Deshalb geht auch Emmanuel alle drei Monate zum Arzt und lässt einen HIV-Test machen. Denn Menschen, die das Medikament nehmen, müssen sicher sein, dass sie HIV-negativ sind. Wenden sie es trotz bereits erfolgter Ansteckung an, drohen Resistenzen. Außerdem schützen die Tabletten nicht vor anderen sexuell übertragbaren Infektionen.

Wer soll das Medikament zahlen?

Doch nicht jeder kann sich das Medikament leisten. Deshalb plädiert die Deutsche Aids-Hilfe dafür, dass die Kosten von den Krankenkassen übernommen werden.

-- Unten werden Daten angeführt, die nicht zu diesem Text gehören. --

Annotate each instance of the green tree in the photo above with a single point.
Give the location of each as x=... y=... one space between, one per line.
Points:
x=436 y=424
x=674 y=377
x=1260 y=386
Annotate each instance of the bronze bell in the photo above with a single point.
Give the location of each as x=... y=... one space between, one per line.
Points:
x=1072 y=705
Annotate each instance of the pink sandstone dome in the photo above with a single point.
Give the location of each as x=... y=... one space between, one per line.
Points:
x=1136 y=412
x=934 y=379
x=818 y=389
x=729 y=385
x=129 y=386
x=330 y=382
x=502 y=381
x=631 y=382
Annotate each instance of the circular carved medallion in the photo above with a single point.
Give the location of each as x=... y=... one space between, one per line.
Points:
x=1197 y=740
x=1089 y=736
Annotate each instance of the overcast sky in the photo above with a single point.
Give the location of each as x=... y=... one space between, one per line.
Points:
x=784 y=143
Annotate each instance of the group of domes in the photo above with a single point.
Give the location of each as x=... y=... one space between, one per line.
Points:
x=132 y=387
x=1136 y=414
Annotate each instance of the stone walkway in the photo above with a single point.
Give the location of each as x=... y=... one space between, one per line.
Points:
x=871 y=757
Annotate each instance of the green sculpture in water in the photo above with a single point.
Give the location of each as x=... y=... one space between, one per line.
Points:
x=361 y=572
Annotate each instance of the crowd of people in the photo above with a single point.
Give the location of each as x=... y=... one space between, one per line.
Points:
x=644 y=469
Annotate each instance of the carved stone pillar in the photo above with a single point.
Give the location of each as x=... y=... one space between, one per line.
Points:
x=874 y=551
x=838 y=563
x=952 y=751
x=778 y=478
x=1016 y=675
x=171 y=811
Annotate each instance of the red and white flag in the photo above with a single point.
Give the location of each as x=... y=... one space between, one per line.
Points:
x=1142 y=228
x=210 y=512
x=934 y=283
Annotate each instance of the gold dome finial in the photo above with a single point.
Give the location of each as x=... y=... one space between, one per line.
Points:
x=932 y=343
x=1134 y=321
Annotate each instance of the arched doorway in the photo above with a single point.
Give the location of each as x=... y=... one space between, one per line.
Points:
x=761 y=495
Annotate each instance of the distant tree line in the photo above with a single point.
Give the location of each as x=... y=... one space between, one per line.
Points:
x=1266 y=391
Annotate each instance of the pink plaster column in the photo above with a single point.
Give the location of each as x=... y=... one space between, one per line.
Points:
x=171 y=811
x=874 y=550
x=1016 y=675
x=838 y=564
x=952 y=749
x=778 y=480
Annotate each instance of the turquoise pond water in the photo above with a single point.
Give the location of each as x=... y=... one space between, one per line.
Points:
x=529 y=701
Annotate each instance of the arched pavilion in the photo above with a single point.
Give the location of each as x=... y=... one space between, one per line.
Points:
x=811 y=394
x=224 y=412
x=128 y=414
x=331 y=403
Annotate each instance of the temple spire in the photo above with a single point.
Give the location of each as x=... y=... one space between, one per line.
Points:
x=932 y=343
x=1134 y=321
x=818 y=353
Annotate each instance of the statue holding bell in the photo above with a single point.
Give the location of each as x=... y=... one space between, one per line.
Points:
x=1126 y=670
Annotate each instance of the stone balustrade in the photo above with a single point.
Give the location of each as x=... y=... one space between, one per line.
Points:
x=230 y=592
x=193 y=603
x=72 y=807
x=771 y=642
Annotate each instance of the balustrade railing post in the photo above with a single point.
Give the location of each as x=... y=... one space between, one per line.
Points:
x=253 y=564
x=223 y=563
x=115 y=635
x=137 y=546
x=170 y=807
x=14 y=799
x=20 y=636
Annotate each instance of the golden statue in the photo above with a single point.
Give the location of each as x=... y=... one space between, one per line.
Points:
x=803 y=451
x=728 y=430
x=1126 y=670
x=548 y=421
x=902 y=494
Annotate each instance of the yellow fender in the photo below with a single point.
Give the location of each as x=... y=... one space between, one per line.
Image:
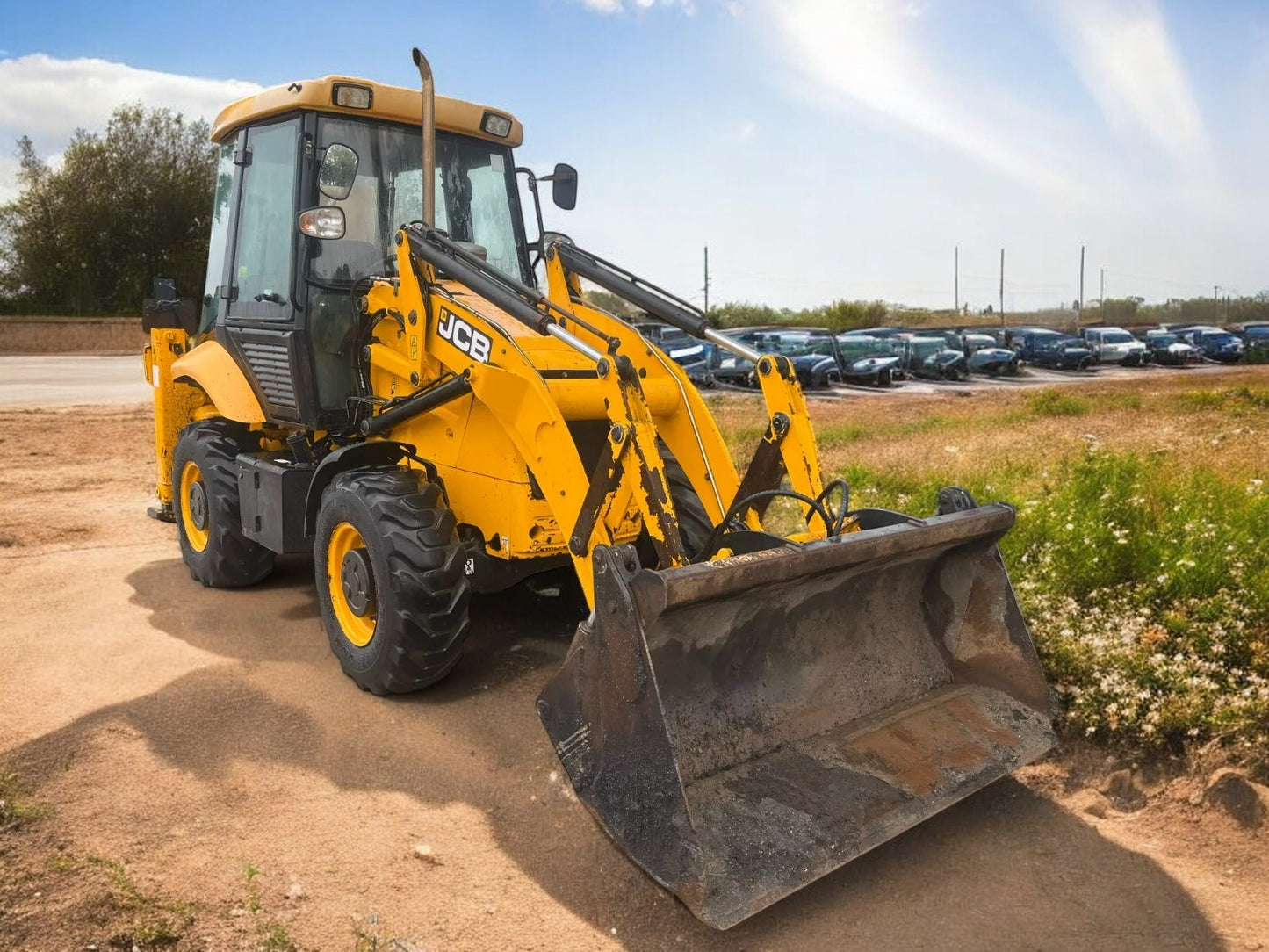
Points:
x=213 y=368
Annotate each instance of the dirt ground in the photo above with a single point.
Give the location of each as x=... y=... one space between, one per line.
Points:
x=210 y=780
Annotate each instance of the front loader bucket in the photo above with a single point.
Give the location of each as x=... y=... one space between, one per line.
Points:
x=744 y=726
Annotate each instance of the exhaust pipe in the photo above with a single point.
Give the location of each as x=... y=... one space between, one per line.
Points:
x=429 y=139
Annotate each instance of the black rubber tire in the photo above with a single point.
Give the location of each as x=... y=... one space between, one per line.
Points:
x=695 y=526
x=422 y=593
x=227 y=559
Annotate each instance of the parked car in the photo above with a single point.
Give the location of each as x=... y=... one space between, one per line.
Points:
x=1052 y=350
x=813 y=353
x=812 y=350
x=1255 y=343
x=1114 y=345
x=1168 y=350
x=985 y=356
x=932 y=358
x=869 y=361
x=1215 y=343
x=693 y=356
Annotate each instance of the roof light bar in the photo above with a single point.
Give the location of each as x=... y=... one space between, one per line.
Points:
x=496 y=125
x=351 y=97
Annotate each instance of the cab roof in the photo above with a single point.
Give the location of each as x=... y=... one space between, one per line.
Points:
x=390 y=103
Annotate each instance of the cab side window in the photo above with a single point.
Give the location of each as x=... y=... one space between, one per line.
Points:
x=267 y=224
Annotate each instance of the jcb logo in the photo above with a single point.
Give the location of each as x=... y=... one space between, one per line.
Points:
x=464 y=335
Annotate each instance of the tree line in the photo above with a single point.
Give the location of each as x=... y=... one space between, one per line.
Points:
x=136 y=202
x=122 y=207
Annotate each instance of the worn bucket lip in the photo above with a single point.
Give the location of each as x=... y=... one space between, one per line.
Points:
x=659 y=590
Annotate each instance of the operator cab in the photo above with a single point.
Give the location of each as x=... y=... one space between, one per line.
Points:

Man könne eine Gruppe von Männern mit erhöhtem HIV-Risiko dadurch in ein Medizinsystem bringen, das sie sonst nicht erreicht, sagt Holger Wicht von der Aids-Hilfe. „Infektionsketten können durch die Prophylaxe und begleitende Untersuchungen unterbrochen werden.“ Die Deutsche Arbeitsgemeinschaft niedergelassener Ärzte in der Versorgung HIV-Infizierter (Dagnä) rechnet vor, dass die Prophylaxe günstiger sei als die langfristige Behandlung HIV-Infizierter. In anderen Ländern wie Großbritannien wurde bereits ein Rückgang der Neuinfektionen beobachtet. In Deutschland hingegen stagniert die Zahl seit Jahren. Im Vorjahr steckten sich nach Berechnungen des Robert-Koch-Instituts 2500 Männer und 570 Frauen mit dem Immunschwäche-Virus an. Hätte allein der Gebrauch von Kondomen das nicht verhindern können?

„Da liegt ein falsches Verständnis von Sexualität zugrunde“, sagt Wicht. Es gebe eben Menschen mit dem starken Drang, Sex ohne Kondome zu erleben. Das sei nichts Verwerfliches, menschliches Verhalten sei nicht immer rational steuerbar, schließlich gehe es beim Geschlechtsverkehr um starke Gefühle. Und sind erst Alkohol und Drogen im Spiel, wird der Kondomgebrauch noch schwieriger.